At this point, we have set up all required steps. Now, we are almost ready to execute the flowchart. Before doing so, we need to close the loop in our flowchart. To do this, we are going to drag an arrow from the last Table step up to the Join step, just before the Loop box. Note that when the mouse is over a step box, the red dots will appear around its edges. These red dots are in fact connection points allowing the users to connect different steps together. When the mouse pointer is hovered over one of the connection points, the red dot becomes larger indicating that it has become active and ready to make a connection:

The flowchart with an active connection

Active connection dot on last Table step

Click on an active connection point (red dots around the step boxes) and drag a connecting arrow to the Join step. As you get closer to the Join step box, its connection dots will appear around it. Hover the mouse pointer over the connection point on the right side of the Join box until it becomes active. Now, release the mouse button to create the connection.


At the moment, the position of the mouse pointer on the Join step is quite sensitive. So, care must be taken when hovering the mouse over the connection points. If one releases the mouse button before the mouse pointer is exactly on the active connection point, the connection arrow will disappear. This issue will be resolved in the upcoming releases.

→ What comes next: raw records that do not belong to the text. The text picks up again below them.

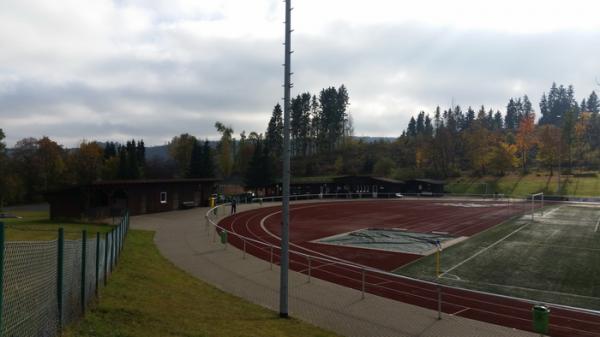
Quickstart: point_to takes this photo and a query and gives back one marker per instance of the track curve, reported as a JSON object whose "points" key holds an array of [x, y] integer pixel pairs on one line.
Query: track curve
{"points": [[312, 221]]}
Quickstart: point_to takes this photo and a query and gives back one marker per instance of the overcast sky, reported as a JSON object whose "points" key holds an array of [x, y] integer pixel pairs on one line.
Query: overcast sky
{"points": [[152, 69]]}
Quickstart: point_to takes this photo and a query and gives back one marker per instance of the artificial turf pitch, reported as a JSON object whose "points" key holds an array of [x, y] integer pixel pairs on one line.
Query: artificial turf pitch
{"points": [[554, 259]]}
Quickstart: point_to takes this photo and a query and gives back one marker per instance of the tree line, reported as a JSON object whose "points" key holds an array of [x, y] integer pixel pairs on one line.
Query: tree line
{"points": [[447, 142], [567, 134]]}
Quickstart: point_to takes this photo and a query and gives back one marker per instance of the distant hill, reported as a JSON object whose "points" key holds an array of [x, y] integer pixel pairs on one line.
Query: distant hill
{"points": [[159, 151], [368, 139]]}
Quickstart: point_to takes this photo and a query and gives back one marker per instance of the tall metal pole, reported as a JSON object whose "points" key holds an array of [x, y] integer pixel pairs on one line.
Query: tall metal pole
{"points": [[283, 287]]}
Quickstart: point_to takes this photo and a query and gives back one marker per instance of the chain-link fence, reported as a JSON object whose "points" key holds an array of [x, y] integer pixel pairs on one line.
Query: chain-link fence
{"points": [[45, 285]]}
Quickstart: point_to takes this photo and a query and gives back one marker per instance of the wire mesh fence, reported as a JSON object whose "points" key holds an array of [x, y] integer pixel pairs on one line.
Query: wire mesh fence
{"points": [[45, 285]]}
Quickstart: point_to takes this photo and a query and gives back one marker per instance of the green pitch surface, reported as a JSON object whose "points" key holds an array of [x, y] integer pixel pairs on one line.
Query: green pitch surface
{"points": [[554, 259]]}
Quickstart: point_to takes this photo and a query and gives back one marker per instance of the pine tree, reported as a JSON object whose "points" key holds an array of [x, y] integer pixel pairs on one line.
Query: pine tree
{"points": [[207, 167], [420, 123], [498, 121], [274, 136], [593, 105], [412, 127], [469, 119], [527, 106], [196, 161], [510, 120]]}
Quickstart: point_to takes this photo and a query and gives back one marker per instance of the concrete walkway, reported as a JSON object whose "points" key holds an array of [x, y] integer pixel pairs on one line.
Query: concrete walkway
{"points": [[182, 237]]}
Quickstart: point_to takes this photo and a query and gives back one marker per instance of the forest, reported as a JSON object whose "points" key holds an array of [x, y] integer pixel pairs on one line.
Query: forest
{"points": [[560, 133]]}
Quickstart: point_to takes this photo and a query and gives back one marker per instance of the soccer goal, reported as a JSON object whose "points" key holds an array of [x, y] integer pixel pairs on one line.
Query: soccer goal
{"points": [[537, 202]]}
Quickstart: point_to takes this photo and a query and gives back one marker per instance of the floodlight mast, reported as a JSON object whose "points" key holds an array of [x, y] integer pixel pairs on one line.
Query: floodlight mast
{"points": [[285, 215]]}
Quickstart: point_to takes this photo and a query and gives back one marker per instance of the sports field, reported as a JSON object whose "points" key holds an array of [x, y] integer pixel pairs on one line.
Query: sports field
{"points": [[555, 258], [475, 224]]}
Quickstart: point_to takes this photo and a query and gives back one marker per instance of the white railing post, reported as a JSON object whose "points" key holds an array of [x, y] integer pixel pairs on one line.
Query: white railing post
{"points": [[439, 302], [271, 258], [363, 283], [308, 258]]}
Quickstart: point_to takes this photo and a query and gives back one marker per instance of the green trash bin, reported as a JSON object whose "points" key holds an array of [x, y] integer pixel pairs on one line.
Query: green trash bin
{"points": [[541, 318]]}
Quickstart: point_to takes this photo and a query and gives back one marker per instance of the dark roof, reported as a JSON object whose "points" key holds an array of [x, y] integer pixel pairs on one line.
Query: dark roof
{"points": [[387, 180], [153, 181], [430, 181], [129, 182]]}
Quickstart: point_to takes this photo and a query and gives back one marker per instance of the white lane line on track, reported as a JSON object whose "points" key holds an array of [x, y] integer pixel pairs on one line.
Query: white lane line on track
{"points": [[483, 250], [460, 311]]}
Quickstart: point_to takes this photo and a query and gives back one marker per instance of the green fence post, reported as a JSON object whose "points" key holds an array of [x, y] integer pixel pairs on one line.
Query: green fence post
{"points": [[112, 250], [116, 237], [60, 274], [97, 262], [105, 259], [83, 258], [1, 276]]}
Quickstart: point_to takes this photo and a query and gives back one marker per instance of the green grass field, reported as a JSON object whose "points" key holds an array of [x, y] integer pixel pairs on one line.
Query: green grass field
{"points": [[35, 225], [148, 296], [555, 259], [519, 185]]}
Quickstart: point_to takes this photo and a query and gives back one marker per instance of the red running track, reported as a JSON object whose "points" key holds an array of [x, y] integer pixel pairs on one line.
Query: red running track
{"points": [[313, 221]]}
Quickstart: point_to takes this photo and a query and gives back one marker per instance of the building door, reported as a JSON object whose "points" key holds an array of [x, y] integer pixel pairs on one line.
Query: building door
{"points": [[197, 198], [143, 204], [175, 200]]}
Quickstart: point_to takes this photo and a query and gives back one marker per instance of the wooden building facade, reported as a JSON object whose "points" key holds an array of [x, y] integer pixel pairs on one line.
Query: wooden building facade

Dropping the connection on the Join step

Dropping the connection on the Join step

Upon making a connection between the last Table step and the Join step, the flowchart will look like the following:

Initial connection closing a loop

The connection closing the loop

The flowchart shown above does not look well-organized. Under the Edit menu click on Clean layout item. This will automatically clean the flowchart layout to a standard form:

Final flowchart

Completed flowchart

At this point, all that is left is to run the flowchart. Select Run from the File menu, fill out the form with an appropriate title and description, and click on the OK button. Next, navigate back to the browser and open the DashBoard at http://localhost:55055. After logging in, check the list of the executed jobs within the workflow and explore the results of the current job. Pay attention to the table of results printed in the job.out file:

Job.out showing the table of results

The printed table of results

By double-clicking on the Step 3 folder within the directory section on the left pane, all subdirectories corresponding to the Loop step iterations over all molecular SMILES will appear in the expanded section. Opening one of the iteration subdirectories shows all pertinent input, output, or intermediate files for that iteration including the structure and iteration.out which is an output summary much like the job.out file but specifically for one iteration:

Dashboard showing iterations of a loop

DashBoard show an iteration of the loop

Finally, by looking at the CSV file that is created, one can inspect the updated properties resulting from MOPAC:


In this tutorial, we have demonstrated how to use loops to iterate over the entry rows of a table and how to use tables to store the results of our calculations.